Discourse parsing is known to be a hard task: It involves several complex and interacting factors, touching upon all layers of linguistic analysis, from syntax, semantics up to pragmatics. Consequently, also annotation is complex and time consuming, and hence available annotated corpora are sparse and limited in size.
In this presentation, I will describe my works where I tried to tackle these issues using transfer learning strategies. First, I will describe experiments on identifying implicit discourse relations (i.e. lacking a discourse connective such as "but" or "because") in the Penn Discourse Treebank: I proposed strategies relying on transferring knowledge from the explicit examples to the implicit ones, either by augmenting the size of the training set, or by building a task-tailored representation of the words.
I will then present two RST discourse parsers. The first parser relies on multi-task learning to transfer information among several discourse related tasks.

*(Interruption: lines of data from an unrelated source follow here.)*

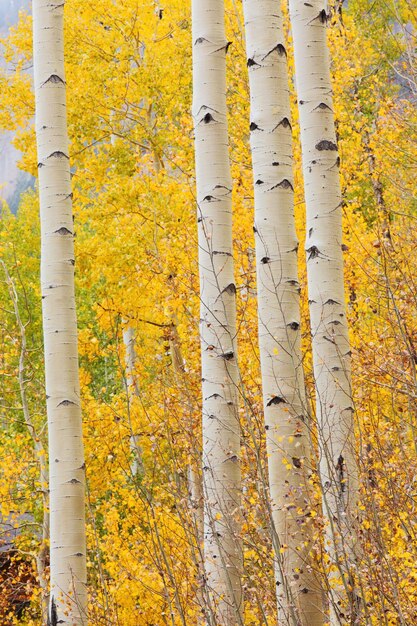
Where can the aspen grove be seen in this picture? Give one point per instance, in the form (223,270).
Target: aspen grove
(202,421)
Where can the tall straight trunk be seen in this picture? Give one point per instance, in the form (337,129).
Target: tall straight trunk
(286,411)
(330,340)
(132,391)
(68,599)
(221,433)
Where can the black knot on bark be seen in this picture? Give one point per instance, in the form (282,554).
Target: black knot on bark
(230,289)
(58,155)
(326,145)
(54,78)
(285,122)
(280,49)
(208,118)
(294,325)
(52,614)
(313,252)
(285,184)
(323,16)
(275,400)
(323,106)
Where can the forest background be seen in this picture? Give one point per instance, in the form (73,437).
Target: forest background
(128,69)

The second one involves a combination of all the RST corpora annotated for different languages, leading to improvements on English and to the first systems for Basque and Dutch developed without any training data.
Chloé is a post-doc at the University of Copenhagen (CoAStaL team), working on Natural Language Processing.
She defended her PhD on implicit discourse relation identification in 2015 at the University Paris 7.
She mainly works on discourse parsing, and her research focuses on machine learning for NLP, more specifically for low-resourced languages and domains.